Die Werra sollte eine Volkskamera sein und 100 Mark kosten, man kalkulierte damals in Eisfeld bei Carl Zeiss Jena noch 1:1, obgleich jeder, der sich noch an diese Zeit erinnern kann, weiß, dass die Ostmark das nicht wert war. Das mit den hundert Mark war wohl als Kampfpreis für den Export gedacht (die Werra wurde bei Quelle dann für 99 Mark verkauft), denn allein das Zeiss Tessar mit dem Synchro Compur Verschluss kosteten die Fabrik schon 40 Mark (es hat auch ständig Modelle für den inländischen Verkauf gegeben, die ein billigeres  Novitar 1:2,8 oder das Novonar 1:3,5 Objektiv hatten). Der erste Prototyp der Kamera mit dem Druckgußgehäuse und der grünen Buna- Kautschukdecke wurde 1954 gebaut, ab 1955 war man in der Produktion, ab 1957 konnte man täglich 250 Kameras bauen. Bis dahin musste man grosse Zahlen von Reklamationen zurücknehmen, man konnte zwar in Saalfeld hervorragende Objektive bauen, hatte aber im Werk Eisfeld noch keine Erfahrung mit dem Bau von Kleinbildkameras.

Aber das Design war damals schon revolutionär, es erinnert an die besten Produkte aus dem Hause Braun. Der Filmtransport funktionierte über den Drehring um das Objektiv, die Gegenlichtblende wurde umgekehrt eingeschraubt zur Objektivabdeckung, das war schon durchdacht. Einen Entfernungsmesser und einen Belichtungsmesser besaß die Werra I nicht, das war (ebenso wie Wechselobjektive) späteren Modellen vorbehalten.

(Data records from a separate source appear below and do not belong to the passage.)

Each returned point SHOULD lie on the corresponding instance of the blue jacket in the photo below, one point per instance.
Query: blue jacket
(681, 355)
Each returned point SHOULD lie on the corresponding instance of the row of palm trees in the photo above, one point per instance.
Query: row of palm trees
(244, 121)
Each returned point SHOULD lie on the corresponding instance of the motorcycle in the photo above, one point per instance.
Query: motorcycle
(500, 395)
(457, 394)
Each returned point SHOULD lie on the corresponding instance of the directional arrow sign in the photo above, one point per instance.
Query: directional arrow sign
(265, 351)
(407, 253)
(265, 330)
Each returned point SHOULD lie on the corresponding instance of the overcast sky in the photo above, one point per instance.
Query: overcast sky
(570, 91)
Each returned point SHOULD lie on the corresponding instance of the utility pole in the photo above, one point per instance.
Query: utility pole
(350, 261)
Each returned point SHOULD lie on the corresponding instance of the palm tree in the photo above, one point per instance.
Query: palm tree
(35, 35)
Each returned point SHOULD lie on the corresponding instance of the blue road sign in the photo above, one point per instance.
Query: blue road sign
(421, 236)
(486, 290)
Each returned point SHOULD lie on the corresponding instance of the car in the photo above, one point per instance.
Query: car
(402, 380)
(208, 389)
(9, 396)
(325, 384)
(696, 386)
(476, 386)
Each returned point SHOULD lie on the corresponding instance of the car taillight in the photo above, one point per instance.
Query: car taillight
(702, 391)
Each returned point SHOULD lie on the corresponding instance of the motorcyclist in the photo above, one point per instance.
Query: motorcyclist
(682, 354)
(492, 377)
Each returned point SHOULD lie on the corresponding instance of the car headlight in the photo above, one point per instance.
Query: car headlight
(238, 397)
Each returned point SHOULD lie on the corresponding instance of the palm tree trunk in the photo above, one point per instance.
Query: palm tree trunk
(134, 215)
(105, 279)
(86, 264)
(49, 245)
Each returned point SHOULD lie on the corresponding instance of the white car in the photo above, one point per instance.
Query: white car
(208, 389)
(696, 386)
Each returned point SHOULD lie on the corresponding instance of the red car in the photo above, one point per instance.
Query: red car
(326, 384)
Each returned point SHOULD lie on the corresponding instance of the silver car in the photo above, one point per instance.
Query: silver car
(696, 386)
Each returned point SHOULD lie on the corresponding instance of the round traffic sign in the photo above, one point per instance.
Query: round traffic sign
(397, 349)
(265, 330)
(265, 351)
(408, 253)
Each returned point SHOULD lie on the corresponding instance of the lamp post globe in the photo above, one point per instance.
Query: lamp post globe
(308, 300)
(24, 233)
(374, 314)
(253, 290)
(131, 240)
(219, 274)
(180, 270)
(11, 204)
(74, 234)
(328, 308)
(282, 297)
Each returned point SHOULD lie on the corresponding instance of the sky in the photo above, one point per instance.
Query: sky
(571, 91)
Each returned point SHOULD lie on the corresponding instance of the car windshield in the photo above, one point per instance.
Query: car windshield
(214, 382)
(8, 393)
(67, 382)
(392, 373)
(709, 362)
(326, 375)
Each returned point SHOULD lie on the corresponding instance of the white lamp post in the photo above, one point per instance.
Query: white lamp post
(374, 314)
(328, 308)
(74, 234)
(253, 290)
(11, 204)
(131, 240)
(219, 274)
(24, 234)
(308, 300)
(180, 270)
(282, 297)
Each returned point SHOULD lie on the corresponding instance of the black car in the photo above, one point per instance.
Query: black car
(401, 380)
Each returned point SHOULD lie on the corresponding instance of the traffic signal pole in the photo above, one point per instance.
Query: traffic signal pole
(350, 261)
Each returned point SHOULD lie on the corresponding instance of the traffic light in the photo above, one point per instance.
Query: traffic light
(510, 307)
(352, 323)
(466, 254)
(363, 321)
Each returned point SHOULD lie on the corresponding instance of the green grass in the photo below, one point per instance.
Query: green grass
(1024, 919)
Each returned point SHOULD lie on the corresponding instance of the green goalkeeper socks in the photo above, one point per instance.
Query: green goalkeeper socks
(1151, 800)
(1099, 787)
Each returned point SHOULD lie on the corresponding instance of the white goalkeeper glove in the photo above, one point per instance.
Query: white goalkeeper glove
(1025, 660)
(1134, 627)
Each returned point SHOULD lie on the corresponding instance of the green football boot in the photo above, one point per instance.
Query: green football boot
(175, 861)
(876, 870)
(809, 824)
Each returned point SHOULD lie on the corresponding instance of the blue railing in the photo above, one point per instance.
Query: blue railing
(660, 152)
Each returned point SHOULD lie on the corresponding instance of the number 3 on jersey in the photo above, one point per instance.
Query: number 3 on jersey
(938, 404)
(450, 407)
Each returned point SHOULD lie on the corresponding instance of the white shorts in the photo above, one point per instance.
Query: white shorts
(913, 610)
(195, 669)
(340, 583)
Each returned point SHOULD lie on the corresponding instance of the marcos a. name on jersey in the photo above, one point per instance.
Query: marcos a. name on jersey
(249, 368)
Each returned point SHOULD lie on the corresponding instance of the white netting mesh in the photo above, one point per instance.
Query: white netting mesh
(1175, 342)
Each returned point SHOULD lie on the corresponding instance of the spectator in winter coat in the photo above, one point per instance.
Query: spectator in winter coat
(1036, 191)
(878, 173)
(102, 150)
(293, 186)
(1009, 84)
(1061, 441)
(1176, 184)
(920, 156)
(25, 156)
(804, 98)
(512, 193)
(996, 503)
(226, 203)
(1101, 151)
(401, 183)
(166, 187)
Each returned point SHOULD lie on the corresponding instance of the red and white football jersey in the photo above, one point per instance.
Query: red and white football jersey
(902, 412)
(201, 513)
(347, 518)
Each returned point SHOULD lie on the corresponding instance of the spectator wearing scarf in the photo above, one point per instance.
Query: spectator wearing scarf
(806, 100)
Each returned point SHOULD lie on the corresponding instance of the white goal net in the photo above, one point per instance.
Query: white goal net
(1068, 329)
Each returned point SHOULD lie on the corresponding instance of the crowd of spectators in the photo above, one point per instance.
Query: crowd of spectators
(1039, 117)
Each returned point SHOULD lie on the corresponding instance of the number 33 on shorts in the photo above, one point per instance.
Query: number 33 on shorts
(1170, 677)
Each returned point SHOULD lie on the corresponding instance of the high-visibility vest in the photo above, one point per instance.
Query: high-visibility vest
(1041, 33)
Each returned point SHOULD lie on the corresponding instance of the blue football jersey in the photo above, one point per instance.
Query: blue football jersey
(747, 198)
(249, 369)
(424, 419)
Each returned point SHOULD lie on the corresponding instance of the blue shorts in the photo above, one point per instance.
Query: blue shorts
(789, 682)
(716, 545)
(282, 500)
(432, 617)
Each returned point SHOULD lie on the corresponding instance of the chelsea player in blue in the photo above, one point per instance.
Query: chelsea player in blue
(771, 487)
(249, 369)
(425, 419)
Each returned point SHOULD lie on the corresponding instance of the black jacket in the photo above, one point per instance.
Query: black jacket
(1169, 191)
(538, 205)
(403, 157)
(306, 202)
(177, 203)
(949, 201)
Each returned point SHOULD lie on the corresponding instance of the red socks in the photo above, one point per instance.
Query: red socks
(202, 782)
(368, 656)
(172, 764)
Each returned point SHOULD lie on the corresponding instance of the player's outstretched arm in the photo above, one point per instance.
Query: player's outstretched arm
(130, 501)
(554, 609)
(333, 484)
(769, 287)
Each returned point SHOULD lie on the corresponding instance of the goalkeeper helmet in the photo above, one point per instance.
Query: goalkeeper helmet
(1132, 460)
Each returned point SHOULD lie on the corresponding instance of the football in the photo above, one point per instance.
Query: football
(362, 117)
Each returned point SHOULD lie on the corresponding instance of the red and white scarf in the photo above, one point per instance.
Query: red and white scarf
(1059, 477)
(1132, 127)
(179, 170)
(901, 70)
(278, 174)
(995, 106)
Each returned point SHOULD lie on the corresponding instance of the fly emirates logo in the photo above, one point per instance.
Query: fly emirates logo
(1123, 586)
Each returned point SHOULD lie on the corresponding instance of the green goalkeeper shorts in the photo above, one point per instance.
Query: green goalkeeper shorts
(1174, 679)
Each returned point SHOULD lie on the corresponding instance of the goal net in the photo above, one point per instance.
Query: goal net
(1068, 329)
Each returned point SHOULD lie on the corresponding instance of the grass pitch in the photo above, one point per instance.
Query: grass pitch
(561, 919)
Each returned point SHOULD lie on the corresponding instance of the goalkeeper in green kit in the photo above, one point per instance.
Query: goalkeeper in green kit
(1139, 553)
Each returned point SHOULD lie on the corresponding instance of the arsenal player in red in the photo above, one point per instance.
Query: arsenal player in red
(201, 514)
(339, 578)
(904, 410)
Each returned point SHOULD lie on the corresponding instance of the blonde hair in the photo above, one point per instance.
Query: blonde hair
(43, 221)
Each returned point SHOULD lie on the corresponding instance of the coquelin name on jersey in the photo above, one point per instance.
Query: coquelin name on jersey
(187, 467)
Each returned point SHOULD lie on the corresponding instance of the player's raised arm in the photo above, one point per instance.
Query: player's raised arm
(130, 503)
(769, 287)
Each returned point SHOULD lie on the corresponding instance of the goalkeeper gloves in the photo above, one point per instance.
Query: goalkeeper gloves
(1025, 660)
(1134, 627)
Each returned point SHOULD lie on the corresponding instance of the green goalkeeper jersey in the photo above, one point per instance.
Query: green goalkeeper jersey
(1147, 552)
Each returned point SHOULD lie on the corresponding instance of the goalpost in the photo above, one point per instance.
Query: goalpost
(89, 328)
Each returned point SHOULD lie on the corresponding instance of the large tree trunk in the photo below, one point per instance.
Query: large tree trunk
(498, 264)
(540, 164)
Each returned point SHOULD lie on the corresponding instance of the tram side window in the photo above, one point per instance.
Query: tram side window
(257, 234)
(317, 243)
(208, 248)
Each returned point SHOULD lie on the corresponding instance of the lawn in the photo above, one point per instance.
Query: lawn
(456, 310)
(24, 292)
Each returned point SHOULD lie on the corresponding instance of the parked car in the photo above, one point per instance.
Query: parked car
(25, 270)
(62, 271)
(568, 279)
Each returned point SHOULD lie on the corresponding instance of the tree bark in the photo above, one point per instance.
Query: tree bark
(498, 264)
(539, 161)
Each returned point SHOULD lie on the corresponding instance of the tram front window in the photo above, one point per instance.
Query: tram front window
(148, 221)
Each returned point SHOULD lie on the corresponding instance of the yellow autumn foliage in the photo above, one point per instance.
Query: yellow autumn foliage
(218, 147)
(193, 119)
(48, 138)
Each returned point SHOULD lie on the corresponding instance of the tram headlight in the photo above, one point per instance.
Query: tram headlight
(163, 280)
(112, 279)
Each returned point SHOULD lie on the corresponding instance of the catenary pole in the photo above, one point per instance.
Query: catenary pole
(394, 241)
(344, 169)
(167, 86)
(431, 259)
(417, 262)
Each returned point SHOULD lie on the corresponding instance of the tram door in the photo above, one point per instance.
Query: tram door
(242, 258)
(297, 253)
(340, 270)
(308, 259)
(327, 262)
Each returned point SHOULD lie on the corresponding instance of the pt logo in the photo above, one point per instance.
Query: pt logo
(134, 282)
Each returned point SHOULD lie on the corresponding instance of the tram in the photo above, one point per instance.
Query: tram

Später habe ich mir eine japanische Spiegelreflex gekauft und irgendwann eine kleine Sammlung der schönsten deutschen Kameras der fünfziger Jahre zugelegt. Was in den fünfziger Jahren unbezahlbar war, wird heute auf Flohmärkten verramscht. Die west- (und) ostdeutsche feinmechanische Industrie gibt es nicht mehr, die Japaner haben alles übernommen. Mit der Werra zu photographieren, ist noch ein elementares Erlebnis, ein Stück Nostalgie. Oder sollte ich Ostalgie sagen? Heutige Photoapparate, die einem voll computerisiert alles Denken abnehmen, haben nicht mehr den Sex Appeal von alten Photoapparaten. Jeder, der schon mal das Ende eines Filmes fachgerecht beschnitten und in eine alte Leica III g hinein gefummelt hat, weiß, wovon ich rede.




3 Kommentare:

  1. ich, selbst ostkind, kann mich noch sehr gut an die werra erinnern. sämtliche ostseeurlaubbilder wurden damit gemacht. die kamera hab ich einem fotobegeisterten freund geschenkt, für seine sammlung.
    das design ist wirklich gelungen!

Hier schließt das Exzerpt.